How small businesses can prepare in 2026

Sales tax compliance is difficult for small businesses to manage manually, as rates and rules change frequently and growing businesses regularly add nexus obligations in new jurisdictions. Small errors — such as using outdated rates, missing deadlines, or misapplying exemptions — can lead to penalties or audits.

Putting stronger processes in place early makes growth easier. Reviewing where you have nexus, documenting tax decisions, centralizing records, and having set systems to prepare for tax changes help reduce risk as your business expands. 

Sales tax automation helps reduce risk and save time for small businesses. AI-powered tax compliance software from Avalara integrates with accounting, billing, and ecommerce systems to calculate tax, track rule changes, manage exemption certificates, and support filing. These tools also help keep records consistent and audit-ready.

Bottom line

Sales tax compliance will continue to grow more complex in 2026. As states expand their tax bases and refine nexus rules, small businesses need clear visibility and stronger processes to stay compliant. Questions about sales tax? Download the latest Sales Tax for Dummies.

Small business sales tax in 2026 FAQ 

Do small businesses need to collect sales tax in 2026?

Small businesses that have nexus in a state must register, collect sales tax, and file sales tax returns with that state — and sometimes with local jurisdictions such as cities or counties.

What is economic nexus and how does it affect small businesses?

Economic nexus requires small businesses to collect sales tax in a state once they meet certain sales or transaction thresholds, even if they have no physical presence in that state.

Do online businesses have different sales tax rules?

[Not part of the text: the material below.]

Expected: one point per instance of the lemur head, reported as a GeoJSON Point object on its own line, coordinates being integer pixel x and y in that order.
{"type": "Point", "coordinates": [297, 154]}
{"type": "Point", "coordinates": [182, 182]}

Online businesses generally follow the same sales tax principles as other sellers, but selling across state lines can trigger economic nexus and additional sales tax obligations.

What are sales tax exemptions?

Sales tax exemptions allow certain buyers, products, or uses to be excluded from sales tax. To support an exempt sale, sellers must retain valid exemption certificates, which serve as proof if the transaction is reviewed by a tax authority.

Can sales tax rules change during the year?

Yes. Rates, rules, and definitions can change at any time.